An easy proof by mathematical induction shows that for each natural number n, there exists a unique ω-successor function with domain n

First thing, the statement is a bit unclear. The definition of an ω-successor function, as shown above, explicitly excludes the case n = 0, so our base case will have to be n = 1.

Base case: If n = 1, the set of strict predecessors of 1 is the set {0}. If we define f(0) = ω , and given that there are no more elements in {0} that are <1, we have already arrived at a unique ω-successor function with domain 1: the function that maps 0 → ω.
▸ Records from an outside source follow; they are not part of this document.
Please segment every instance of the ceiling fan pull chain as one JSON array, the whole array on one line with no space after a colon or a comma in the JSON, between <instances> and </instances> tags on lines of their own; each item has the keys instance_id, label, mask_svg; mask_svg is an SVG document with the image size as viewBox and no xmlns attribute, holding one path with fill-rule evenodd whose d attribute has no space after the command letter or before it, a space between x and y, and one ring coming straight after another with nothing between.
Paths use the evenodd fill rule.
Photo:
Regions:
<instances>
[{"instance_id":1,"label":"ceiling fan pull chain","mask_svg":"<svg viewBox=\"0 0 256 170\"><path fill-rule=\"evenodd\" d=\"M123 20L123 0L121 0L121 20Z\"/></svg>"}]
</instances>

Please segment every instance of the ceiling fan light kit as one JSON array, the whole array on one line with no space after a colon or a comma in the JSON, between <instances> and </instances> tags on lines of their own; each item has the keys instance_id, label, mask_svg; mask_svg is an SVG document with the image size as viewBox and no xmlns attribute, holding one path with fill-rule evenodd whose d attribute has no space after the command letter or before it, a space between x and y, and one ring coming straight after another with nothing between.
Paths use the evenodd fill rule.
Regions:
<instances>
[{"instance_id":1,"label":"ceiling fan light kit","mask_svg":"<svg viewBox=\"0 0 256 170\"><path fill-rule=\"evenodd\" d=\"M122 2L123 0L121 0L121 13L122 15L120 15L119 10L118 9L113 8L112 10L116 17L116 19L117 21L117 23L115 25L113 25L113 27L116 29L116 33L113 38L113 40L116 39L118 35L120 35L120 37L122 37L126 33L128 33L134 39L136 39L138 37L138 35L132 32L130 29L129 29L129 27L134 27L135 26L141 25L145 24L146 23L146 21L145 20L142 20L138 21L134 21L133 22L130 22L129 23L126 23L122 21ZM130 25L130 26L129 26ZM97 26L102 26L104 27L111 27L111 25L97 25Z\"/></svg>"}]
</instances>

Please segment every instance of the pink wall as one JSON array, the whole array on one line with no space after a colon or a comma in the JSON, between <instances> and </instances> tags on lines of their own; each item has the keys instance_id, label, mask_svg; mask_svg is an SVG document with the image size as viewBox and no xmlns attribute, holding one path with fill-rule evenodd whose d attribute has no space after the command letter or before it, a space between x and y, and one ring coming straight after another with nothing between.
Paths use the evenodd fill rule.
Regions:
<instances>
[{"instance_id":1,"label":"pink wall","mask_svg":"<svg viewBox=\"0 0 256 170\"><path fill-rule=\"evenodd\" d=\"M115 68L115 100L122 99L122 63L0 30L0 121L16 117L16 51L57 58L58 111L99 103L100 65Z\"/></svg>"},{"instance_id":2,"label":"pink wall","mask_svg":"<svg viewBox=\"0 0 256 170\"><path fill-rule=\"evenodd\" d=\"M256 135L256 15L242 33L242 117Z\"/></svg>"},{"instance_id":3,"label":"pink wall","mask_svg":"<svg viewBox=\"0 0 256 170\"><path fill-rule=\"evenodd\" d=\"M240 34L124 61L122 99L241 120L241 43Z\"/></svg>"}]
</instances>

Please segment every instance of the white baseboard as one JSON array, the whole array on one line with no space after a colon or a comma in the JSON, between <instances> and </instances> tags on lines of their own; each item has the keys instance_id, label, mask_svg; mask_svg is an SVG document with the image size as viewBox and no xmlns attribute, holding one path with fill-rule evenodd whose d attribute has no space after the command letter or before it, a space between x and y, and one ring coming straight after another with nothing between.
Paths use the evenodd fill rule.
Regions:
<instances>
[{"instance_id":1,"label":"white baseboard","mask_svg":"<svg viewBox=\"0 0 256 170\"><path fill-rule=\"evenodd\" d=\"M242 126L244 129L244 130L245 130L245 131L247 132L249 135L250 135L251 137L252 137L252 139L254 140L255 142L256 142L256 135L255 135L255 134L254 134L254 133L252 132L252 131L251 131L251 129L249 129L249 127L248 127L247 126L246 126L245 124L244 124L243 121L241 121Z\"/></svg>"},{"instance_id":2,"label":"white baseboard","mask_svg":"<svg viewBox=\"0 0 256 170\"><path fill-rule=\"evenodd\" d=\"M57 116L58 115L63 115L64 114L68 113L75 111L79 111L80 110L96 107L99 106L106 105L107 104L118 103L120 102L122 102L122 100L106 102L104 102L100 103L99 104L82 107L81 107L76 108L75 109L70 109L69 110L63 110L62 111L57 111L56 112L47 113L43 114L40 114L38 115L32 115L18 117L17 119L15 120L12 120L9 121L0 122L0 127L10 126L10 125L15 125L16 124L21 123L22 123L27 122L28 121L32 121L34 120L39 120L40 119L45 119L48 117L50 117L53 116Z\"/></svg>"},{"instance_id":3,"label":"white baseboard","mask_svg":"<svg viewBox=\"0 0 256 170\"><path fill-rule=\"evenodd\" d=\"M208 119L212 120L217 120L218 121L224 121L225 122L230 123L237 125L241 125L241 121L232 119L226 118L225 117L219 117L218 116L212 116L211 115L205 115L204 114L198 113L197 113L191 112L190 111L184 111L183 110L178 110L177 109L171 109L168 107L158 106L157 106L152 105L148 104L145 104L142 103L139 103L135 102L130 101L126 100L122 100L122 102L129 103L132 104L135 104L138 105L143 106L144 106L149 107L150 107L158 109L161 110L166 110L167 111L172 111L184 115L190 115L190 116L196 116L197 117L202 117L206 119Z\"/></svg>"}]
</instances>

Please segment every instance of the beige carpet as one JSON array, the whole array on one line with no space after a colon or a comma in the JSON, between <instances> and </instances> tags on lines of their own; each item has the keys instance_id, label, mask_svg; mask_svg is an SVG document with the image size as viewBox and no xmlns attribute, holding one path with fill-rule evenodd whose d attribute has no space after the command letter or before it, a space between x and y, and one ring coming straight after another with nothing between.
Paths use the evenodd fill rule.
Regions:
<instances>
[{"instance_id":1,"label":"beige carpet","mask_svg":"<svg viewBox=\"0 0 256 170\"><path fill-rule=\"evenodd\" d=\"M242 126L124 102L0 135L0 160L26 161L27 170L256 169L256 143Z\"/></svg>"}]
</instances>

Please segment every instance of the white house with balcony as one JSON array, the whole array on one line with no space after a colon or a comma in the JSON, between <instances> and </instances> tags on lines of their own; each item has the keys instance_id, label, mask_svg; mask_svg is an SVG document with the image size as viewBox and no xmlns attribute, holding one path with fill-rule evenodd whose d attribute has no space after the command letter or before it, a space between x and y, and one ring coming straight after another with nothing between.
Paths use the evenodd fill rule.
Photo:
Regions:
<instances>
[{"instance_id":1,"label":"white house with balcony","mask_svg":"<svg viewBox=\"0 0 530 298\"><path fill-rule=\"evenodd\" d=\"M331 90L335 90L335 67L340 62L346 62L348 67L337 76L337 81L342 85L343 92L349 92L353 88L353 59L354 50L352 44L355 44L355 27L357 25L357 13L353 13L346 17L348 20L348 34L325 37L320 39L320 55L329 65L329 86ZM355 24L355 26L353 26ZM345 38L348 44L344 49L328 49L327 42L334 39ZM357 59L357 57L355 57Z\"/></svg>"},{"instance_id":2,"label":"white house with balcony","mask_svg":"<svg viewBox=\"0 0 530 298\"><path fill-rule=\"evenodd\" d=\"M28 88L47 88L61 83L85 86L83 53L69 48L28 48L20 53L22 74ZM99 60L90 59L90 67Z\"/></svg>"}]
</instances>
Assume true for k, show it follows for k+1: As the statement is true for k, there’s a unique ω-successor function with domain k that maps every n < k to some successor of ω. Call this function f. The last mapped element of f was (k-1), so k is the strict successor of (k-1), and f(k-1) was formed by taken the previous value in the range, f(k-2), and applying the successor function to it, so f(k-1) = (f(k-2))⁺, and f(k-1) is the strict successor of f(k-2). We could apply the successor function to f(k-1) itself to get (f(k-1))⁺, and now we have all the elements for formulating an extension of function f. Call such a function F: F has the same input-output for values less then k, and for k, it maps k to (f(k-1))⁺. I claim this function F uniquely maps the initial interval of k⁺ to and is such that such that f(0) = ω and f(m⁺) = (f(m))⁺ whenever m⁺ < k⁺. Therefore, it follows that from assuming k is a unique ω-successor function with domain k, the same is also true for k⁺, and therefore this is true for each natural number n.
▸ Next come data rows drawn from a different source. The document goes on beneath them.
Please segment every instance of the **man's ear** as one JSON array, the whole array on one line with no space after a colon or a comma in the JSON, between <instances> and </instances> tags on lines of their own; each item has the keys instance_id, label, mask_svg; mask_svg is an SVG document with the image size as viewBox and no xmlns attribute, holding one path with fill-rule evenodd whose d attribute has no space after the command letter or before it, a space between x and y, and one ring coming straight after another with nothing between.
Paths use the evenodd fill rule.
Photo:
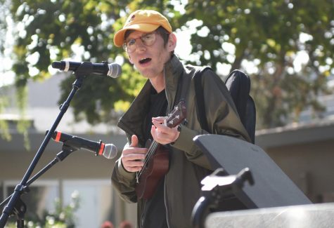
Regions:
<instances>
[{"instance_id":1,"label":"man's ear","mask_svg":"<svg viewBox=\"0 0 334 228\"><path fill-rule=\"evenodd\" d=\"M173 51L175 50L175 48L176 47L176 36L174 33L172 32L169 34L167 46L168 51Z\"/></svg>"}]
</instances>

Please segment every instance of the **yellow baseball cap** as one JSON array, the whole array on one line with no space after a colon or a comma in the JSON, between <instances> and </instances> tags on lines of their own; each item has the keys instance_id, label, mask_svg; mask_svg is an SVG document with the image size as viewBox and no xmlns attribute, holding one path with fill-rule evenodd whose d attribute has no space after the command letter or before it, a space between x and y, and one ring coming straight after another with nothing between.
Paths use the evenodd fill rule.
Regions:
<instances>
[{"instance_id":1,"label":"yellow baseball cap","mask_svg":"<svg viewBox=\"0 0 334 228\"><path fill-rule=\"evenodd\" d=\"M159 12L151 10L139 10L129 15L123 28L115 33L114 43L117 47L124 43L124 34L128 29L134 29L143 32L150 32L159 27L163 27L168 32L172 32L168 20Z\"/></svg>"}]
</instances>

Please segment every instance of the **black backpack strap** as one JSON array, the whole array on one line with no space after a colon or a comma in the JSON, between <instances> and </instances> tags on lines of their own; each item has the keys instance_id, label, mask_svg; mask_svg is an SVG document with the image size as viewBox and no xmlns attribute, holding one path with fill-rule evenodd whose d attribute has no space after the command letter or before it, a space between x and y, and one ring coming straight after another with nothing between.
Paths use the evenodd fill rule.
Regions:
<instances>
[{"instance_id":1,"label":"black backpack strap","mask_svg":"<svg viewBox=\"0 0 334 228\"><path fill-rule=\"evenodd\" d=\"M193 80L195 83L195 101L196 102L197 116L198 118L201 128L210 133L209 125L207 123L207 116L205 114L203 89L202 88L202 74L207 69L210 68L202 67L197 69L196 72L193 75Z\"/></svg>"}]
</instances>

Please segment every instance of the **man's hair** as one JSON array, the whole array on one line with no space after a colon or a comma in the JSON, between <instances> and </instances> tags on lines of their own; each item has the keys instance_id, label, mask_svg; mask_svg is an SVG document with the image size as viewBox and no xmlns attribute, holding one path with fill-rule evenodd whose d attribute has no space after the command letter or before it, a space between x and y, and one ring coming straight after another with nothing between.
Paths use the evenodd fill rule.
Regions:
<instances>
[{"instance_id":1,"label":"man's hair","mask_svg":"<svg viewBox=\"0 0 334 228\"><path fill-rule=\"evenodd\" d=\"M130 35L130 34L134 31L135 30L133 30L133 29L127 30L127 32L125 32L125 34L124 35L124 40L126 40L127 38ZM168 42L168 39L169 38L169 33L168 32L168 31L166 30L162 26L160 26L158 29L155 29L155 32L158 34L160 34L160 36L162 38L164 41L164 47L166 47L166 45Z\"/></svg>"}]
</instances>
It is now easy to verify that ω2 is an ordinal number. The verification depends, of course, on the definition of order in ω2. At this point both that definition and the proof are left as exercises

Let's start with the definition of ordinal number: it is a well-ordered set α such that s(ξ) = ξ for all ξ in α, with s(ξ) being the initial segment of all elements in α < ξ.

Now, for the definition of order in ω2, it doesn't seem very difficult. You just define it as such: if ξ ∈ ω, we follow the usual order for the naturals. If ξ is ω or one of its successors, it follows the usual order where a successor is always greater than all its predecessors (and includes them as elements). When comparing a ξ ∈ ω with one not in ω, the latter is always greater.
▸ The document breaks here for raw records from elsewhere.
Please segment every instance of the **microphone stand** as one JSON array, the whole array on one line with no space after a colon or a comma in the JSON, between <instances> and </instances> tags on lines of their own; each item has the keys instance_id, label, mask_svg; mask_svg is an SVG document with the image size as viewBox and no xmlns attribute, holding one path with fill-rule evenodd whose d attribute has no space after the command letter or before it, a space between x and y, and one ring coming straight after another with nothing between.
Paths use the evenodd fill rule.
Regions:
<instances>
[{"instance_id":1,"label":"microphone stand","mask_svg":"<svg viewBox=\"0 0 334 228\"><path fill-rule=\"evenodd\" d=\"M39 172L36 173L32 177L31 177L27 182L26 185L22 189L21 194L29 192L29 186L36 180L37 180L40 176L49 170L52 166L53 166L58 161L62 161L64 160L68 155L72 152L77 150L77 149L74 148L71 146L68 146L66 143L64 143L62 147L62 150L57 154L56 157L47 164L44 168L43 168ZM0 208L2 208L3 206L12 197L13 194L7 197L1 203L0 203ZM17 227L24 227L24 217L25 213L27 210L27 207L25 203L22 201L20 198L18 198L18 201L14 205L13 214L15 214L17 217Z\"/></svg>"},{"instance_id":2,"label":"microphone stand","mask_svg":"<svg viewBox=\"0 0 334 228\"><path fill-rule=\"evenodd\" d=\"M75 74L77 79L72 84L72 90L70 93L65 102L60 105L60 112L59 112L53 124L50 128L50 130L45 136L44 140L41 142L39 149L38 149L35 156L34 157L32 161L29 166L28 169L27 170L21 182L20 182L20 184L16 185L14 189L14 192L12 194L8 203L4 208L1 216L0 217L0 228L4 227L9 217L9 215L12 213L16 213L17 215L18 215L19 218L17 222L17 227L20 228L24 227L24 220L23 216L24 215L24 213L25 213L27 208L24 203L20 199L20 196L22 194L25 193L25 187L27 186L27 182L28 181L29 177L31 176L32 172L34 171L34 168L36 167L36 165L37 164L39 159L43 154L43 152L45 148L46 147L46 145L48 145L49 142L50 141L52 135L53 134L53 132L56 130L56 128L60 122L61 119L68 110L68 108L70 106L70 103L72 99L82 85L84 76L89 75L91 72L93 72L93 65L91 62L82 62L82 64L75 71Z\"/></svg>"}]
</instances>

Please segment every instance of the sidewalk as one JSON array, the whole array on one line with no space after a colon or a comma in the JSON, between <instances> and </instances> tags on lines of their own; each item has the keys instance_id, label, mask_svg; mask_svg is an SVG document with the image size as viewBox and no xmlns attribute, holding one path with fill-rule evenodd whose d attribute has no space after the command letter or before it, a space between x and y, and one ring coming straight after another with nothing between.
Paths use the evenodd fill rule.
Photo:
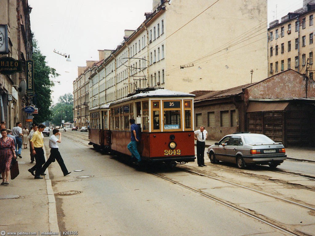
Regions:
<instances>
[{"instance_id":1,"label":"sidewalk","mask_svg":"<svg viewBox=\"0 0 315 236\"><path fill-rule=\"evenodd\" d=\"M22 158L17 159L20 174L14 179L9 179L8 185L0 186L0 209L3 213L0 231L36 232L37 235L39 232L40 235L41 232L59 232L56 202L48 171L46 171L44 179L34 179L27 170L34 165L30 163L27 146L27 149L22 149ZM46 156L44 148L44 150ZM2 199L9 197L17 198Z\"/></svg>"},{"instance_id":2,"label":"sidewalk","mask_svg":"<svg viewBox=\"0 0 315 236\"><path fill-rule=\"evenodd\" d=\"M206 140L206 147L208 148L217 142L218 141ZM195 145L196 146L196 141L195 141ZM315 148L286 148L285 152L287 159L315 162Z\"/></svg>"}]
</instances>

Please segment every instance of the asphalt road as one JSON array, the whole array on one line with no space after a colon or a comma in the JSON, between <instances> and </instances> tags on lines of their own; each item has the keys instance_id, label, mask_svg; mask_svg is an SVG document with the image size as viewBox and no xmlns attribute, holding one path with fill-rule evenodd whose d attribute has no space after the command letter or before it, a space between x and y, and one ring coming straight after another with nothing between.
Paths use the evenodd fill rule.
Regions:
<instances>
[{"instance_id":1,"label":"asphalt road","mask_svg":"<svg viewBox=\"0 0 315 236\"><path fill-rule=\"evenodd\" d=\"M60 150L68 170L72 172L65 181L56 162L49 169L61 231L78 231L79 235L288 235L198 192L95 151L87 145L87 133L68 131L62 135ZM48 155L49 149L47 151ZM206 163L208 162L207 159ZM288 164L294 167L297 165L289 162ZM238 170L232 165L217 166L228 169L218 169L209 164L201 170L196 162L182 166L278 196L284 197L287 195L292 199L299 199L299 195L303 195L305 198L295 200L311 207L312 203L315 202L314 192L269 183L257 180L253 176L266 176L285 180L291 177L285 177L264 167L245 171L252 176L243 176L241 172L232 172L230 169ZM78 170L83 171L73 171ZM310 235L315 232L312 224L315 222L315 214L312 210L179 169L162 168L155 171L225 202L256 212L286 228ZM75 177L80 176L84 177ZM290 180L301 181L295 177ZM311 187L313 181L308 181L304 184ZM72 191L82 192L73 195L60 193L73 192Z\"/></svg>"}]
</instances>

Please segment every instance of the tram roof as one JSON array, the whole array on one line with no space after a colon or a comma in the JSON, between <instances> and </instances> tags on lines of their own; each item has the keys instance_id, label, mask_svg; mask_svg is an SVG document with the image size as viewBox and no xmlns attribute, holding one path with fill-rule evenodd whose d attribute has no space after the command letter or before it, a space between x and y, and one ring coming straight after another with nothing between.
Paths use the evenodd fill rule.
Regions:
<instances>
[{"instance_id":1,"label":"tram roof","mask_svg":"<svg viewBox=\"0 0 315 236\"><path fill-rule=\"evenodd\" d=\"M135 94L132 96L125 98L121 100L111 103L110 105L120 103L130 100L145 98L179 98L190 97L193 97L196 95L191 93L172 91L168 89L159 89L156 90L142 92Z\"/></svg>"}]
</instances>

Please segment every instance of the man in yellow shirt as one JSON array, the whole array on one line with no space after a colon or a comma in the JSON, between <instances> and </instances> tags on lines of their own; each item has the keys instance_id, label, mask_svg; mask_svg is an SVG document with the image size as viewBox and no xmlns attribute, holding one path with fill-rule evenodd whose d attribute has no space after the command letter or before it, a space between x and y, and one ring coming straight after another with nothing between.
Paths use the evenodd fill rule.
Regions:
<instances>
[{"instance_id":1,"label":"man in yellow shirt","mask_svg":"<svg viewBox=\"0 0 315 236\"><path fill-rule=\"evenodd\" d=\"M45 125L40 124L38 126L37 131L34 132L33 137L31 140L31 149L32 153L35 156L36 164L28 171L35 176L34 178L43 179L40 175L42 173L42 167L45 163L45 156L43 147L44 146L44 140L42 136L42 132L46 127ZM34 171L35 174L34 174Z\"/></svg>"}]
</instances>

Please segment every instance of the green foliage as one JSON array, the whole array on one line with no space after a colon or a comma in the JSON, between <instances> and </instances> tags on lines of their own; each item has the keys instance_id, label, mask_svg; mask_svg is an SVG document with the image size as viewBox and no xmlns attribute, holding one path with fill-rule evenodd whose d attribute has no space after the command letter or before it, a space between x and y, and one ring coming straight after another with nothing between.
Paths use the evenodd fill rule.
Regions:
<instances>
[{"instance_id":1,"label":"green foliage","mask_svg":"<svg viewBox=\"0 0 315 236\"><path fill-rule=\"evenodd\" d=\"M73 123L73 97L72 94L66 93L59 97L57 103L50 109L51 121L55 126L60 126L61 121Z\"/></svg>"},{"instance_id":2,"label":"green foliage","mask_svg":"<svg viewBox=\"0 0 315 236\"><path fill-rule=\"evenodd\" d=\"M59 76L56 70L47 65L46 57L43 55L37 46L37 41L33 38L32 59L34 61L34 90L35 95L33 103L38 108L38 114L34 115L33 123L39 124L50 117L49 108L51 105L51 88L54 83L50 77Z\"/></svg>"}]
</instances>

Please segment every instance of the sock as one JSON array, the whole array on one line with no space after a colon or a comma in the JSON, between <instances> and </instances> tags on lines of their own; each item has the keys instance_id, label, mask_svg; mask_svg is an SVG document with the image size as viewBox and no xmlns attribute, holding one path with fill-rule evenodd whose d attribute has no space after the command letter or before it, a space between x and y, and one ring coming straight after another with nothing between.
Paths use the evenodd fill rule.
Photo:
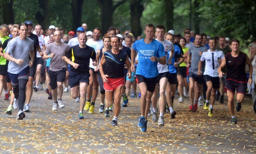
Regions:
<instances>
[{"instance_id":1,"label":"sock","mask_svg":"<svg viewBox=\"0 0 256 154\"><path fill-rule=\"evenodd\" d=\"M157 108L153 108L153 112L154 113L156 113L157 112Z\"/></svg>"},{"instance_id":2,"label":"sock","mask_svg":"<svg viewBox=\"0 0 256 154\"><path fill-rule=\"evenodd\" d=\"M172 109L172 107L170 107L169 108L169 109L170 110L170 113L171 113L173 111L173 109Z\"/></svg>"},{"instance_id":3,"label":"sock","mask_svg":"<svg viewBox=\"0 0 256 154\"><path fill-rule=\"evenodd\" d=\"M116 121L117 121L117 119L118 118L118 117L115 117L114 116L114 117L113 117L113 119L112 120L116 120Z\"/></svg>"}]
</instances>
As for proof, we can see that ω2 is a well ordered set (using the order definition just presented and given any subset of elements ξ of ω2, we can always determine a least element). If ξ ∈ ω, we saw that all natural numbers satisfy the rule that s(ξ) = ξ. If ξ is not in ω, the textbook showed that s(ω) = ω by definition of ω, so ω⁺ is an ordinal number, and we can keep extending this chain ad infinitum, covering all the elements of ω2.